My HTML file is look like this.

<meta http-equiv="Content-Type" content="text/html; charset=UTF-8">
<meta name="product_id" content="11"/>
<meta name="assetid" content="10001"/>
<meta name="title" content="title of the article"/>
<meta name="type" content="0xyzb"/>
<meta name="category" content="article category"/>
<meta name="first" content="details of the article"/>

<h4>title of the article</h4>
<p class="link"><a href="#link">How cite the Article</a></p>
<p class="list">
  <span class="listterm">Length: </span>13 to 15 feet<br>
  <span class="listterm">Height to Top of Head: </span>up to 18 feet<br>
  <span class="listterm">Weight: </span>1,200 to 4,300 pounds<br>
  <span class="listterm">Diet: </span>leaves and branches of trees<br>
  <span class="listterm">Number of Young: </span>1<br>
  <span class="listterm">Home: </span>Sahara<br>
</p>
</p>

我的 data-config.xml 文件是这样的

My data-config.xml file look like this

<dataConfig>
<dataSource name="bin" type="BinFileDataSource" />
    <document>   
    <entity name="f" dataSource="null" rootEntity="false"
        processor="FileListEntityProcessor"
        baseDir="/path/to/html/files/" 
        fileName=".*html|xml" onError="skip"
        recursive="false">

        <field column="fileAbsolutePath" name="path" />
        <field column="fileSize" name="size"/>
        <field column="file" name="filename"/>

        <entity name="tika-test" dataSource="bin" processor="TikaEntityProcessor" 
        url="${f.fileAbsolutePath}" format="text" onError="skip">

        <field column="product_id" name="product_id" meta="true"/>
        <field column="assetid" name="assetid" meta="true"/>
        <field column="title" name="title" meta="true"/>
        <field column="type" name="type" meta="true"/>
        <field column="first" name="first" meta="true"/>
        <field column="category" name="category" meta="true"/>      
        </entity>
    </entity>
</document>
</dataConfig>

在我的 schema.xml 文件中,我添加了以下字段.

In my schema.xml file I have added the following fields.

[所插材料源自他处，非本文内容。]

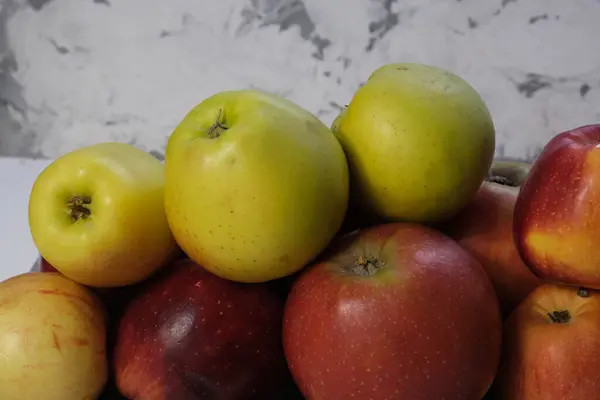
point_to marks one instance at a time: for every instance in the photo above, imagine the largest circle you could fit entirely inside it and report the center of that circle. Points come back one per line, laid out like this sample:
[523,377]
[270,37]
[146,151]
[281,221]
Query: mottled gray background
[75,72]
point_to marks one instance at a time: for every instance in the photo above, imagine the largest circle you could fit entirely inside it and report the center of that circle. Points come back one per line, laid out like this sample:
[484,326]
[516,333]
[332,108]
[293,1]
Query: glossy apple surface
[97,215]
[190,334]
[556,219]
[485,228]
[551,346]
[419,141]
[52,339]
[397,311]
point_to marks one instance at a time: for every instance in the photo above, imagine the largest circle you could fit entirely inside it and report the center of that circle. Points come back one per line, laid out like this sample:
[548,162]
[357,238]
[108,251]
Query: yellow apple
[419,142]
[255,185]
[52,339]
[97,215]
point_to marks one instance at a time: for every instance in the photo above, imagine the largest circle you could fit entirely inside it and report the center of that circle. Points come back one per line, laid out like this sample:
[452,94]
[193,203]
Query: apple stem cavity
[559,317]
[78,207]
[217,128]
[365,266]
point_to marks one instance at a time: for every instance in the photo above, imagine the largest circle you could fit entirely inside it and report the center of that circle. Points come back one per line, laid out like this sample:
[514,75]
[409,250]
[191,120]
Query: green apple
[419,142]
[97,215]
[255,187]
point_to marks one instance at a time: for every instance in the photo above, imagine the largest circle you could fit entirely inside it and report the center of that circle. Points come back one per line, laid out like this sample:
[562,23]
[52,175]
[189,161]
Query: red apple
[191,335]
[484,228]
[552,346]
[556,220]
[396,311]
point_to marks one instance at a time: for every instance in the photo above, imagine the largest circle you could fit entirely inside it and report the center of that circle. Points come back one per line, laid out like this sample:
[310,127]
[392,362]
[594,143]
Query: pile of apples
[272,257]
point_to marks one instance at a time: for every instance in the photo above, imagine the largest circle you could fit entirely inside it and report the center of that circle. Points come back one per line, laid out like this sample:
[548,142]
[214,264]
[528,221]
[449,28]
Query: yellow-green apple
[484,228]
[192,335]
[556,221]
[52,339]
[256,186]
[552,346]
[97,215]
[419,141]
[396,311]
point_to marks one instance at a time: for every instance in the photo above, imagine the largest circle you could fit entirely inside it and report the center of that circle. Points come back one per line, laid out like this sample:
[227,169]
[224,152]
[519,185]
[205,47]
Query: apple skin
[485,228]
[258,200]
[122,235]
[419,141]
[556,223]
[52,339]
[543,359]
[190,334]
[426,325]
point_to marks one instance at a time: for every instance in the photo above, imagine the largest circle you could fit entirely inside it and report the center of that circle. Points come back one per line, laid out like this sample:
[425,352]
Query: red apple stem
[559,317]
[501,180]
[583,292]
[217,128]
[365,266]
[78,207]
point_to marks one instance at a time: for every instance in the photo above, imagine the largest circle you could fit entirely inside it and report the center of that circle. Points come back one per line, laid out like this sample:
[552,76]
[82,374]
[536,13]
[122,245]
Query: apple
[42,265]
[256,186]
[97,215]
[190,334]
[556,223]
[52,339]
[419,141]
[396,311]
[484,228]
[552,346]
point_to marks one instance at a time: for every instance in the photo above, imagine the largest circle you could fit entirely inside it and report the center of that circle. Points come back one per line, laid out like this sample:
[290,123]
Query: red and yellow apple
[189,334]
[551,346]
[396,311]
[97,215]
[556,220]
[485,228]
[52,339]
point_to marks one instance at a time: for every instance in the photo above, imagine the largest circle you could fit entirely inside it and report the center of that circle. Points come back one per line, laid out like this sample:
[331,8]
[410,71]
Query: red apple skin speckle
[192,335]
[426,326]
[556,224]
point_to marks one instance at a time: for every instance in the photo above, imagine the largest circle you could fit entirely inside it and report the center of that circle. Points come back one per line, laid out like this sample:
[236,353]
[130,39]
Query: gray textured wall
[74,72]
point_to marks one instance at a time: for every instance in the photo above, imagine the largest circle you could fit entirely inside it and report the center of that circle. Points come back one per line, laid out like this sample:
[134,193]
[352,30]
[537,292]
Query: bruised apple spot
[80,342]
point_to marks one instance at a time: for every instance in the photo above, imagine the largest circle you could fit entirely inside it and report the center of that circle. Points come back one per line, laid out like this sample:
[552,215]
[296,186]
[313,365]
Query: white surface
[16,246]
[90,71]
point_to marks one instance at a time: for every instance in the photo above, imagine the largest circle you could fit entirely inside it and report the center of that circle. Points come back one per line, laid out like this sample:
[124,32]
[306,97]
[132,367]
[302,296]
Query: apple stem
[365,266]
[501,180]
[217,128]
[583,292]
[78,207]
[560,317]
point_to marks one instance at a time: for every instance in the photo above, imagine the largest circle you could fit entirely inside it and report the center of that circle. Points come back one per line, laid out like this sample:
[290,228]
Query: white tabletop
[16,246]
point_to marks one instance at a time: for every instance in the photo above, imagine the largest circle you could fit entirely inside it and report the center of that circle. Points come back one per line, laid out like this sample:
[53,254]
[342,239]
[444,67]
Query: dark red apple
[556,219]
[396,311]
[484,227]
[552,346]
[191,335]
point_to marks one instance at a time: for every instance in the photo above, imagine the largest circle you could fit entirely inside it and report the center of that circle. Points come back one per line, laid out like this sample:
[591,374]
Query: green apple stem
[365,266]
[559,317]
[217,128]
[78,207]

<field name="product_id" type="string" indexed="true" stored="true"/>
<field name="assetid" type="string" indexed="true" stored="true" />
<field name="title" type="string" indexed="true" stored="true"/>
<field name="type" type="string" indexed="true" stored="true"/>
<field name="category" type="string" indexed="true" stored="true"/>
<field name="first" type="text_general" indexed="true" stored="true"/>

在我的 solrconfing.xml 文件中,我添加了以下代码.

In my solrconfing.xml file I have added the following code.

<requestHandler name="/dataimport" class="org.apache.solr.handler.dataimport.DataImportHandler" />
<lst name="defaults">
  <str name="config">/path/to/data-config.xml</str>
</lst>

谁能知道如何从 HTML 文件中提取这些元标记并在 solr 和 Tika 中索引它们?您的帮助将不胜感激.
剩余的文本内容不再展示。